LONDON: Tesco plans to return $6.6 billion to shareholders after agreeing to sell its supermarket businesses in Thailand and Malaysia to Charoen Pokphand Group as part of plans to refocus on Britain.
Having withdrawn from South Korea in 2015, Britain’s biggest retailer began a review of its remaining Asian businesses last year in a further retreat from its global ambitions.
The sale of its Thai and Malaysian businesses for an enterprise value of $10.6bn comes more than five years into a recovery plan launched by chief executive Dave Lewis after an accounting scandal and dramatic trading downturn.
Lewis declared Tesco’s turnaround complete last October and will step down in October this year, when he will be succeeded by Ken Murphy, formerly of Walgreens Boots Alliance.
Bernstein analyst Bruno Monteyne yesterday said that Tesco had secured “a very strong valuation” for the Thai and Malaysian
assets and investors could look forward to a special dividend representing 21 per cent of the group’s current market capitalisation.
The price for the businesses, including debt, implies an enterprise value multiple of 12.5 time core earnings.
After completion of the disposal to the Thai group controlled by Dhanin Chearavanont, Tesco intends to return cash to shareholders via a special dividend with an associated share consolidation. It will also inject £2.5bn ($3.28bn) into its pension fund.

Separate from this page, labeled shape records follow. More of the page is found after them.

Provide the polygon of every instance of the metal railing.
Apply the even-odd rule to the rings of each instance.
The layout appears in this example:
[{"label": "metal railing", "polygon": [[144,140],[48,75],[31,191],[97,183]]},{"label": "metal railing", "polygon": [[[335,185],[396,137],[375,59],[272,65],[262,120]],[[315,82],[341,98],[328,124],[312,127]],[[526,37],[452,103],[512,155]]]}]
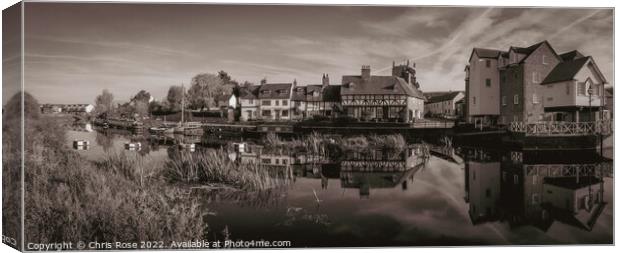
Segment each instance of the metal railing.
[{"label": "metal railing", "polygon": [[609,120],[594,122],[511,122],[508,130],[514,133],[524,133],[526,136],[583,136],[594,134],[610,134],[613,124]]},{"label": "metal railing", "polygon": [[454,121],[414,121],[413,128],[453,128]]}]

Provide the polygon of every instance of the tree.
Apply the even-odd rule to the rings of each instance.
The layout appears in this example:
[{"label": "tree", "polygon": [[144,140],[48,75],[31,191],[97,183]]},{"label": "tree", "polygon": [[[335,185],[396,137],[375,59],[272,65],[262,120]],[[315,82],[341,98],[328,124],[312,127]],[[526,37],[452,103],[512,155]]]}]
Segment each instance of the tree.
[{"label": "tree", "polygon": [[134,113],[139,115],[146,115],[149,113],[149,102],[151,100],[151,94],[145,90],[141,90],[136,94],[131,102],[133,104]]},{"label": "tree", "polygon": [[183,100],[183,87],[179,85],[170,86],[168,89],[168,96],[166,96],[166,100],[170,106],[170,110],[178,111],[181,110],[181,101]]},{"label": "tree", "polygon": [[108,114],[111,113],[114,109],[114,104],[112,101],[114,100],[114,95],[110,93],[107,89],[104,89],[101,95],[95,98],[95,112],[97,114]]},{"label": "tree", "polygon": [[225,92],[224,81],[213,74],[198,74],[192,78],[187,91],[189,105],[193,109],[209,109],[216,106],[215,97]]}]

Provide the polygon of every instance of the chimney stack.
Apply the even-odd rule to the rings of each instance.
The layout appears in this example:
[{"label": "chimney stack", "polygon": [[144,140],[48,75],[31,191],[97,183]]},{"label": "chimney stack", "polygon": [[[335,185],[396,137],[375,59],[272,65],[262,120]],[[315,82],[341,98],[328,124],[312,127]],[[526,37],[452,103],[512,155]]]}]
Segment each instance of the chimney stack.
[{"label": "chimney stack", "polygon": [[329,74],[323,74],[323,81],[322,84],[325,85],[329,85]]},{"label": "chimney stack", "polygon": [[362,80],[370,80],[370,65],[362,65]]}]

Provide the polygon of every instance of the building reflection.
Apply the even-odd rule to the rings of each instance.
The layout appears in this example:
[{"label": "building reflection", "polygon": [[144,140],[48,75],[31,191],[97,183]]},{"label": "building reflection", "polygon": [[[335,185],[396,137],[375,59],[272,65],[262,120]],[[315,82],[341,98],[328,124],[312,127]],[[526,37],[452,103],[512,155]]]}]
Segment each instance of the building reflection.
[{"label": "building reflection", "polygon": [[339,182],[341,188],[358,189],[360,198],[369,198],[371,189],[400,187],[407,190],[413,176],[425,164],[424,147],[413,146],[402,151],[365,150],[345,152],[340,157],[309,153],[268,151],[262,146],[234,144],[231,160],[257,163],[271,170],[293,171],[298,177],[319,179],[321,187]]},{"label": "building reflection", "polygon": [[473,224],[500,221],[547,231],[554,222],[592,230],[612,165],[594,153],[464,150],[465,200]]}]

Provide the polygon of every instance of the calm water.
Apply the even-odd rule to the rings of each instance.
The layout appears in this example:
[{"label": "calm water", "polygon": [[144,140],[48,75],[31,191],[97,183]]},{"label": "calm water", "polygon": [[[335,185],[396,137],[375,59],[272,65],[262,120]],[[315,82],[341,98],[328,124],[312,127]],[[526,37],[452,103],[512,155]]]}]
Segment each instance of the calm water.
[{"label": "calm water", "polygon": [[[126,150],[140,139],[127,133],[68,136],[89,140],[79,152],[93,160],[106,151],[168,155],[165,144],[145,140],[140,151]],[[595,154],[431,146],[424,158],[425,147],[339,157],[231,152],[292,178],[282,189],[199,196],[214,213],[209,239],[227,230],[231,239],[294,247],[612,243],[613,173]]]}]

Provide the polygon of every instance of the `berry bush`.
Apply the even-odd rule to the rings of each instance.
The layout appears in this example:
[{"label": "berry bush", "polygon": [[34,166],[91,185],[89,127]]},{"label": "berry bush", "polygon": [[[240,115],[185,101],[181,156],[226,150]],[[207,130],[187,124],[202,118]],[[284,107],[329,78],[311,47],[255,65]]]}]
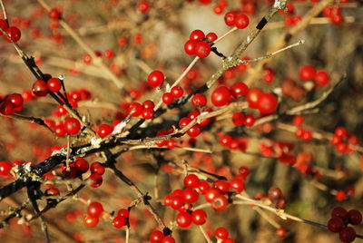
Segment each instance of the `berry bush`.
[{"label": "berry bush", "polygon": [[361,1],[0,3],[2,242],[363,238]]}]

Reportd earlier said that CP Group was the frontrunner to buy the assets.
“The coronavirus outbreak won’t stop people from eating: on the contrary, food-at-home will get a boost at the cost of food-out-of-home,” said Monteyne.
The deal is conditional on the approval of Tesco’s shareholders and regulatory approvals in Thailand and Malaysia, which is expected during the second half of 2020.
CP Group is buying Tesco’s assets through its CP Foods and CP ALL businesses.
CP Group runs its 12,000 7-Eleven convenience stores through CP All and about 80 cash-and-carry stores under Siam Makro.
It will gain control of the 1,965 stores Tesco operates in Thailand – much of which the British retailer bought from CP Group during the 1997-8 Asian financial crisis – including 200 Tesco Lotus hypermarkets and 1,600 Tesco Lotus Express convenience stores, plus 74 outlets in Malaysia.